最後の一夜のはずが、愛の証を身ごもりました~トツキトオカの切愛夫婦事情~
「セフレだねぇ、それ」
月曜日の午後十二時半、賑わっている社員食堂のボックス席で、おっとりとした口調には不釣り合いな発言が飛び出した。
入社三年目の同期であり親友の及川 麻那が、私と慧さんの一部始終を聞いてそう返したのだ。
私としては衝撃的な事実を告白したつもりなのだが、のんびりした性格の麻那はあまり動じていない。それどころか、心外なことをあっけらかんと言う始末だ。
野菜ジュースをストローでチューっと吸い上げている彼女に、私はムッと顔をしかめて反論する。

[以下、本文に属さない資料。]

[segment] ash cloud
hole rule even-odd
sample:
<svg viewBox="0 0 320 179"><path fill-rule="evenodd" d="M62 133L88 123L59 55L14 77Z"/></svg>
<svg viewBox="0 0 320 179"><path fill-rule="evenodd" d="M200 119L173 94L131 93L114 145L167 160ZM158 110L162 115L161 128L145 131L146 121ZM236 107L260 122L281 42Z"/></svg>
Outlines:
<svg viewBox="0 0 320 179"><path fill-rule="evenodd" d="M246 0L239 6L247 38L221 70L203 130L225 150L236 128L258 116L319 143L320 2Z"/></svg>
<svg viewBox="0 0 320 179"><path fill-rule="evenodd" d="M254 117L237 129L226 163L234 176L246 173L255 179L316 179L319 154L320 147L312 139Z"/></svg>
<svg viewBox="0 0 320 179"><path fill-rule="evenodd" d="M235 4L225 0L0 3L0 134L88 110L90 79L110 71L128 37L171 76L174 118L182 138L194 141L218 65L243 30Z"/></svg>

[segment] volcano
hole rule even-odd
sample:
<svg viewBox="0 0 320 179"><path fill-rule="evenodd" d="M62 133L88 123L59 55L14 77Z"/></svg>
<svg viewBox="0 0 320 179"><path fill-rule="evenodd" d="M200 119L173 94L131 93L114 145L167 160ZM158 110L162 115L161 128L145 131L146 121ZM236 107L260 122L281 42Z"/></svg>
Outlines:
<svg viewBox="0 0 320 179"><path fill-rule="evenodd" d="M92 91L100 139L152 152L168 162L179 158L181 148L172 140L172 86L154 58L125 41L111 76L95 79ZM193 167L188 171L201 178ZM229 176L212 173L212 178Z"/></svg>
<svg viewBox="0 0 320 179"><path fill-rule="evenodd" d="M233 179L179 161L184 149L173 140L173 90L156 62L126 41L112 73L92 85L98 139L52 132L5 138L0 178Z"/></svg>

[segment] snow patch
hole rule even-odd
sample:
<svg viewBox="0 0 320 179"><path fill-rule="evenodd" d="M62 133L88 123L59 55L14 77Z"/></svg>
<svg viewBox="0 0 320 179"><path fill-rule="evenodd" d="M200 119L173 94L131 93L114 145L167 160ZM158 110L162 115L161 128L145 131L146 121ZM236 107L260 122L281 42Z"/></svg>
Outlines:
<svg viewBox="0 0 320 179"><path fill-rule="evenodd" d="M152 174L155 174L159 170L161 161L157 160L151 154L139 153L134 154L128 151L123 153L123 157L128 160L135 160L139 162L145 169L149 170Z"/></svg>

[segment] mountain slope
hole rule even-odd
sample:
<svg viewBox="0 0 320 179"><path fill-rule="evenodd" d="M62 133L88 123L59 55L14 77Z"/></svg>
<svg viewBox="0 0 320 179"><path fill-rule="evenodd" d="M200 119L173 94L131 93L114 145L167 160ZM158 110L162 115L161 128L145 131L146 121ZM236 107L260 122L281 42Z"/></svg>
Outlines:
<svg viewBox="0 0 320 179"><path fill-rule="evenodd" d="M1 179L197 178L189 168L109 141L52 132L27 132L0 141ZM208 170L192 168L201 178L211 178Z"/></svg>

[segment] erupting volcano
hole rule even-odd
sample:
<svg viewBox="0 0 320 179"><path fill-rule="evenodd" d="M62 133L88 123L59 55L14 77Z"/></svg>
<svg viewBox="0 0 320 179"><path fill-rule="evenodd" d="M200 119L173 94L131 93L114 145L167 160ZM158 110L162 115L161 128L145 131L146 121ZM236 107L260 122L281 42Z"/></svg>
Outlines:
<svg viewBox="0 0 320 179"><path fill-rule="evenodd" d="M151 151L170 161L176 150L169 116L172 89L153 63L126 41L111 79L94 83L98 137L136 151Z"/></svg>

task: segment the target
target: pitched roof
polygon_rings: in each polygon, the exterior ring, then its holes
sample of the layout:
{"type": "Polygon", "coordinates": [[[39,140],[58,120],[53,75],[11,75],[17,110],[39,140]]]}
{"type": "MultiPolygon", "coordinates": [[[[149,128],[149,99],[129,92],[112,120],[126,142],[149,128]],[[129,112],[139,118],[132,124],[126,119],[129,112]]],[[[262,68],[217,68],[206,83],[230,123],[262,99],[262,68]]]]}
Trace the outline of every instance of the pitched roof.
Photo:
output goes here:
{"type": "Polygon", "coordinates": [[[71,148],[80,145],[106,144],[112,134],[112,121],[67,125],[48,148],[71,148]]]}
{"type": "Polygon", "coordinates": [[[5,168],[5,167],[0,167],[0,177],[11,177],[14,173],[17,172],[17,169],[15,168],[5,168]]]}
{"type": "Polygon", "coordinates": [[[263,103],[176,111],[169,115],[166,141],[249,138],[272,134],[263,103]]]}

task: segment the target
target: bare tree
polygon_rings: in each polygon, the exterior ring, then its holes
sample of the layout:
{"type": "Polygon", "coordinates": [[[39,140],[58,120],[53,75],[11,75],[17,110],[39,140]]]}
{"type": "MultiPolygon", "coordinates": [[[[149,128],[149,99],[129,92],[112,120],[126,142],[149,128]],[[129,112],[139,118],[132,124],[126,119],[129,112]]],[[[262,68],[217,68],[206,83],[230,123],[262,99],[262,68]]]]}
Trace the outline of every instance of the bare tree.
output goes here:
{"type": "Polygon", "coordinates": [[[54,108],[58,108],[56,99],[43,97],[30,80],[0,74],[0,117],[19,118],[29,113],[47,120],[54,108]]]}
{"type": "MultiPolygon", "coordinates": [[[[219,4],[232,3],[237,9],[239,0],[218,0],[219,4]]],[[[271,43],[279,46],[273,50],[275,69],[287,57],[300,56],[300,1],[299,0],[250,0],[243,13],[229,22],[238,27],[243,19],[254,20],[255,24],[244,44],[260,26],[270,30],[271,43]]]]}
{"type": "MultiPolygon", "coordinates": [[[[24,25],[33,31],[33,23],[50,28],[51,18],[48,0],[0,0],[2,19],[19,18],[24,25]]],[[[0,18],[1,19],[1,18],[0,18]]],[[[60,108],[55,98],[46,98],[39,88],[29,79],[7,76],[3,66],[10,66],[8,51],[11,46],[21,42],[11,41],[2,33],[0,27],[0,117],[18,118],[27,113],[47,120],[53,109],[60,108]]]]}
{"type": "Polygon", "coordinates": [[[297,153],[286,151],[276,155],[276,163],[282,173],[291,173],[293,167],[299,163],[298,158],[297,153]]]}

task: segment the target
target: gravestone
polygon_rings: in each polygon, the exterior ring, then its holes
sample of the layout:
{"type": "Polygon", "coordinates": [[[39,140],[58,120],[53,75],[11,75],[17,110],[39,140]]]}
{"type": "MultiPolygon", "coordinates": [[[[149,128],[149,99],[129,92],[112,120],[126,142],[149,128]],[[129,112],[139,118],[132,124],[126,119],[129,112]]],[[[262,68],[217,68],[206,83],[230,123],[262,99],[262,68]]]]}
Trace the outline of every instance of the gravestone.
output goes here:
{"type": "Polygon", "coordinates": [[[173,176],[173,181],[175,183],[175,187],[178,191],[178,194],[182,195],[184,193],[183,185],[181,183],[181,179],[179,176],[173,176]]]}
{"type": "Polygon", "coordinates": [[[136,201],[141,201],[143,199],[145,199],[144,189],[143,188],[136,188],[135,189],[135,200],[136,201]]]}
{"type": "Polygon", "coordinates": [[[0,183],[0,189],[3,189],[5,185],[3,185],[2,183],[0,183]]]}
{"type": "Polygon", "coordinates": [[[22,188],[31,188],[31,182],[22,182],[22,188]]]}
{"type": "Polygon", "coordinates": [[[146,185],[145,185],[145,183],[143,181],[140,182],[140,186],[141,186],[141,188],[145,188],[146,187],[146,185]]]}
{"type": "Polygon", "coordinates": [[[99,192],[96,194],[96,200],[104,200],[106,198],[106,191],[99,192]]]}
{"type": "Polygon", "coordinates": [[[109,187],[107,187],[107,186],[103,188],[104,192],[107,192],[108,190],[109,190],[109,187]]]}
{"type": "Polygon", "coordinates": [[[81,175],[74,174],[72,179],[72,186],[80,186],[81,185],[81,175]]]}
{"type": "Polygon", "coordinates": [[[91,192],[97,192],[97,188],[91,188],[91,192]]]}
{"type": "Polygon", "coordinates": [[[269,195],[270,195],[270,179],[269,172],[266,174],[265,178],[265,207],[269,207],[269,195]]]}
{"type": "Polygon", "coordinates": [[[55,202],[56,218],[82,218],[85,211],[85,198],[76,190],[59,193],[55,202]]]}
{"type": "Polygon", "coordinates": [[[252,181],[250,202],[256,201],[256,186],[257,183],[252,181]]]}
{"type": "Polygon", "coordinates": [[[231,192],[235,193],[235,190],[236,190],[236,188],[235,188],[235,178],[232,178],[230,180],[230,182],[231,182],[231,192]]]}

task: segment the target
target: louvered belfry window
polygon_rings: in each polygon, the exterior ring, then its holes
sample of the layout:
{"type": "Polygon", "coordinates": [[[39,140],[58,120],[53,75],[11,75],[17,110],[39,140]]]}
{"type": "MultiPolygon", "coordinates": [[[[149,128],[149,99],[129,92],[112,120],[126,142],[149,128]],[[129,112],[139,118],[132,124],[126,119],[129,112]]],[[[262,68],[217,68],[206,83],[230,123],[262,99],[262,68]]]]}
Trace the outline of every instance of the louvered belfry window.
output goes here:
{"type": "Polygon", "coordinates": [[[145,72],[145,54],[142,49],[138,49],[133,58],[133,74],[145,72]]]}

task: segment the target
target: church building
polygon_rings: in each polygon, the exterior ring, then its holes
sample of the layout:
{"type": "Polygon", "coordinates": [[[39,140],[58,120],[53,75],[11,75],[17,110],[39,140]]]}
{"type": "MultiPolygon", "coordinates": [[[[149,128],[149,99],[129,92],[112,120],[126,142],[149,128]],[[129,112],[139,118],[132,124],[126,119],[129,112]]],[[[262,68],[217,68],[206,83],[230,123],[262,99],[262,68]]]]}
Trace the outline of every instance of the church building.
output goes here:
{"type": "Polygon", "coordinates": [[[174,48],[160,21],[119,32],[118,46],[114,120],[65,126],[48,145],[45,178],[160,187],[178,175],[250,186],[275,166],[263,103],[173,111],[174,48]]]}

「なんでよ。一応夫婦なんだから、関係を持ったって別におかしくないでしょ」
「だって、愛はないのに身体の相性がいいから抱き合ってるって……セフレじゃない?」
「違ーう!」
のほほんとした調子で小首を傾げるので、私は険しい形相でつい前のめりになった。
大学時代からずっと一緒の麻那は、私と同じWebデザイナーで、私が社長令嬢である事実も、慧さんと上辺だけの結婚生活を送っていることも知っている。もちろん、私が片想いしていることも。
それなのにセフレってひどいなと、パスタをくるくる巻きながら不満げに口を尖らせる私に、麻那は軽く手を合わせて謝る。